To be “born again” is to recognize that there is nothing we do to receive this new birth--that it is a call from God through the Holy Spirit to enter into full relationship with God. To come into the full presence of God and to find wholeness and new life.

To be “born again” is to know that God’s desire is that the whole world would come to be saved, to gain eternal life. God’s desire is not to judge the world, but to save the world. 

And to be “born again” is to know that in our baptism and every Sunday when we say the words of the Creed, “I believe,” we are saying that we trust. We trust in God the Father Almighty. We trust in Jesus Christ. We trust in the Holy Spirit. We trust. And, in trusting, we are doing much, much more than simply consenting to a belief in a particular Christian doctrine. We are giving witness of this relationship with God to the entire world.
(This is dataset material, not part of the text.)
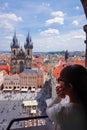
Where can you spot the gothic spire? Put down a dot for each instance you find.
(14, 43)
(28, 43)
That’s what Jesus was offering Nicodemus--to come into the same relationship and to exist in the presence of God. But, eventually, he did. And eventually it was he, along with others, who anointed and buried the body of Christ after his death on the cross.

Last week, I sent you home with a wilderness stone. It was something to keep in your pocket during the week to remind you that, when you are tested, Jesus has passed the test for you. 

This week, as we leave worship, I will be giving you a small bottle of anointing oil. May you use this during the week, perhaps by marking the sign of the cross on your forehead or by anointing your hands in service. May this be, as it was in the baptismal rituals of the early church--may this be a reminder to you that in your own rebirth, God has claimed you.  Claimed you to be God’s own child, claimed you to be in full relationship with God, and claimed you to be given new life in God’s kingdom. Forever and ever.

This is what we believe. This is what we trust.


Preached at Grace and Glory Lutheran Church, Goshen, KY.
Second Sunday in Lent.
Readings: Genesis 12:1-4a; Psalm 121; Romans 4:1-5, 13-17; John 3:1-17.